Gescheiterte Gruppentherapie

von Benjamin Opratko

408 wörter
~2 minuten
Gescheiterte Gruppentherapie
Meron Mendel, Saba-Nur Cheema und Sina Arnold (Hrsg.)
Frenemies
Antisemitismus, Rassismus und ihre Kritiker*innen
Verbrecher Verlag, 2022, 350 Seiten
EUR 20,60 (AT), EUR 20,00 (DE), CHF 27,90 (CH)

Auf Deutsch wird beherzt darum gestritten, was Antisemitismus ist und wo seine Grenzen verlaufen. Bühnen des Konflikts sind häufig Kulturinstitutionen, etwa die Ruhrtriennale 2020 oder die Documenta fifteen. Dabei rücken bemerkenswerterweise nicht so sehr die Heimatgeschichte des Judenhasses und die Kontinuitäten des deutschen Antisemitismus in den Blick, sondern in erster Linie der vermeintliche oder tatsächliche Antisemitismus der anderen.
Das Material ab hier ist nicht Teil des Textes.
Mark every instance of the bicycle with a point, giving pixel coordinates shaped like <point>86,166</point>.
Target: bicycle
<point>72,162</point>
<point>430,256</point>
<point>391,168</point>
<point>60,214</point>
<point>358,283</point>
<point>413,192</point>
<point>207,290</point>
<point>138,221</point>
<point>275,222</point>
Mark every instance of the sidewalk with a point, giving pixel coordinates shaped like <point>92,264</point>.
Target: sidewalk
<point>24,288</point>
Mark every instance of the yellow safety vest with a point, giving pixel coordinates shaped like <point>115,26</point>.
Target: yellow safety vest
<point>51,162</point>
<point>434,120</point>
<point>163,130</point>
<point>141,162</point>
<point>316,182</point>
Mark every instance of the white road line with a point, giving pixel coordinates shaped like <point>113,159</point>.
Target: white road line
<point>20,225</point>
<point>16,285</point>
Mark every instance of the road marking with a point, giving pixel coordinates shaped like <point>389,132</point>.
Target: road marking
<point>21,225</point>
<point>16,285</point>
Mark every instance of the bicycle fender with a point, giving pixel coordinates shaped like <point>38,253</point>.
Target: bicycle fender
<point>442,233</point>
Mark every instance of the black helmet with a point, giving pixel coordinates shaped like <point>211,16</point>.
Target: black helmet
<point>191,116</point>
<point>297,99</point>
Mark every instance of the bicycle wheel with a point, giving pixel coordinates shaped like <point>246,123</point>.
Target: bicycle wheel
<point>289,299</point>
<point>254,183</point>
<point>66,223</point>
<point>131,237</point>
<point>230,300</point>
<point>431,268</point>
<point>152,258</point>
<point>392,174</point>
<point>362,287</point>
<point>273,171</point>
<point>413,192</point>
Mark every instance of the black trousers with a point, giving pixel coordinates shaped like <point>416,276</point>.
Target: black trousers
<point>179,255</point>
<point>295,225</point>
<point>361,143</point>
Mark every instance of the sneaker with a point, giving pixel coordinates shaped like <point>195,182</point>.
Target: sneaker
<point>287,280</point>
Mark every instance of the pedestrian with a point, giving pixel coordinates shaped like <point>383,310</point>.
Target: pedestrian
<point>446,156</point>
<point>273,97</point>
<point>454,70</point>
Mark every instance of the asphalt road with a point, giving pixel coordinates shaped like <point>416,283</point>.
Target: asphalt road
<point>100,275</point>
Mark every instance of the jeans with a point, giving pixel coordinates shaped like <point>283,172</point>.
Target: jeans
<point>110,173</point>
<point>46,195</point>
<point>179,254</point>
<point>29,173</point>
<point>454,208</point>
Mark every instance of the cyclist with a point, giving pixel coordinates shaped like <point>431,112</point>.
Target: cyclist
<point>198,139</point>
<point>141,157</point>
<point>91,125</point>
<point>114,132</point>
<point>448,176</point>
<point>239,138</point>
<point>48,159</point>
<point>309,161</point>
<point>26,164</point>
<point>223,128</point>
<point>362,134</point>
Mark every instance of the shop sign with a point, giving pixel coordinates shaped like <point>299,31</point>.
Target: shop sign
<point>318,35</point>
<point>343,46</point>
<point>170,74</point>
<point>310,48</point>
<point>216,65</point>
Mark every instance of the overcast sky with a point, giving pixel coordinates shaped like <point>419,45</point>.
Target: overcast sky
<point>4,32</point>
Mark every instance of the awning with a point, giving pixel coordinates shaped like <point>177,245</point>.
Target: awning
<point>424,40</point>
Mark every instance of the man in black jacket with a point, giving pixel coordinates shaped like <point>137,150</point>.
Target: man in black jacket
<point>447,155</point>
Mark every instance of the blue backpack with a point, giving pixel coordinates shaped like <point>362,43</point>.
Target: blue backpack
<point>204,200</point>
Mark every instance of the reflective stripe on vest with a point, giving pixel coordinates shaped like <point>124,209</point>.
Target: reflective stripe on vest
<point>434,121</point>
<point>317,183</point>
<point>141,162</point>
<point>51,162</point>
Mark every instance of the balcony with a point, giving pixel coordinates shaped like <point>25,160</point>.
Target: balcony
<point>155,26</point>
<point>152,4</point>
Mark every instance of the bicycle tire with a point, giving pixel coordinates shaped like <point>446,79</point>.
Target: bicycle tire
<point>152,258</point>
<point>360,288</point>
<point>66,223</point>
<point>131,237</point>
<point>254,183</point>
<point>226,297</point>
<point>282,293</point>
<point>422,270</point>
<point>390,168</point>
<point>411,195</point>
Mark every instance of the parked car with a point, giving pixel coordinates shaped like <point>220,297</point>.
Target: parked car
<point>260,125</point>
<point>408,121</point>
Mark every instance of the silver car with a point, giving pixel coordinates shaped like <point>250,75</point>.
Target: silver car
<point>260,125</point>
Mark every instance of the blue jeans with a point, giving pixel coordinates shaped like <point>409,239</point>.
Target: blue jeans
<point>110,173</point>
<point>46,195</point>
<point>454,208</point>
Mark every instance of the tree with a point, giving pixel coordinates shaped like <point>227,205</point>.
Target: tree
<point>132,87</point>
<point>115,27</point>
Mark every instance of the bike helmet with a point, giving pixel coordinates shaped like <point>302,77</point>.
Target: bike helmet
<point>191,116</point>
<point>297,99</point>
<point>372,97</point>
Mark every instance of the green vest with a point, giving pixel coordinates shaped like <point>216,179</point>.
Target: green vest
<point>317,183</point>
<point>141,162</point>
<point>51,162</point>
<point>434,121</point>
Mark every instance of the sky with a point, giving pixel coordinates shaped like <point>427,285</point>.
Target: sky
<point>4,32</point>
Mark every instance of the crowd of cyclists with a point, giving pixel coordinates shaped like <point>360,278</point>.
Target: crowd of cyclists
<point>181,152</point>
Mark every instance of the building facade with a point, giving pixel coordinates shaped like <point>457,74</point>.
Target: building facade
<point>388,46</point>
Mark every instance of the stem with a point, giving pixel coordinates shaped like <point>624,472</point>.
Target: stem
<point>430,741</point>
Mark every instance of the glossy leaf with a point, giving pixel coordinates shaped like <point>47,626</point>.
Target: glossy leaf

Die Herausgeberinnen und Herausgeber des Sammelbandes Frenemies lesen diese Konstellation als eine, in der sich Kritikerinnen und Kritiker des Antisemitismus und solche des Rassismus in unnötig verhärteten Fronten gegenüberstünden. Sie hätten ja eigentlich viel gemeinsam, warum nur, so fragen Meron Mendel, Saba-Nur Cheema und Sina Arnold in der Einleitung, »machen sie sich das Leben so schwer?« Das Buch präsentiert sich – gegenteiligen Beteuerungen zum Trotz – als eine Art gruppentherapeutische Familienaufstellung. 54 Autorinnen und Autoren kommen in nicht weniger als 48 Beiträgen auf rund 300 Seiten zu Wort. Jenen von Kerem Schamberger und Ramsis Kilani übrigens schmissen die Herausgeber kurz vor Veröffentlichung aus dem Buch, was zu einem Eklat führte.

Kaum ein Beitrag in Frenemies ist länger als zehn Druckseiten, oft sind es weniger als die Hälfte. So werden Frequently Asked Questions abgefrühstückt: »Wie hängt der Kapitalismus mit Rassismus zusammen?« Dreieinhalb Seiten. »Wie hängt Antisemitismus mit Kapitalismus zusammen?« Knapp vier. Und so weiter. Sollte sich Theodor W. Adorno in einer personalisierten Hölle befinden, so in etwa sähe sie aus. Kaum ein Argument wird vertieft, Meinungen ausgestellt, Begründungen weichen Anekdoten. Wo auf Forschung rekurriert wird, steht oft daneben ein Beitrag, der das Gegenteil behauptet. Ein Beispiel: Adi Hagin schreibt, dass die Diskriminierung palästinensischer Bürgerinnen und Bürger Israels am »geringen Prozentsatz palästinensischer Studierender an Hochschulen« abzulesen sei. Zehn Seiten später will Gunnar Meyer die Behauptung, dass der »deutliche sozioökonomische Gap zwischen jüdischen und palästinensischen Israelis« kontinuierlich abnehme, damit belegen, dass »die Zahl palästinensischer Student*innen und Doktorand*innen (…) sich in den letzten zehn Jahren verdoppelt« habe. Beides mag stimmen. Aber ordentliche Quellenangaben gibt es ebenso wenig wie konkrete Zahlen oder wechselseitige inhaltliche Bezugnahmen in diesem als Buch verkleideten Talkshowformat.

In der Einleitung nennen die Herausgeber ihr eigenes Buch einen »Fehler«. Anstatt einen »respektvollen und politischen Streitraum zu schaffen«, sei das Projekt selbst in die »Grabenkämpfe« hineingezogen worden. Zumindest dieser Einschätzung ist zuzustimmen. Bloß, wo der Fehler liegt, darüber ließe sich gehaltvoll streiten.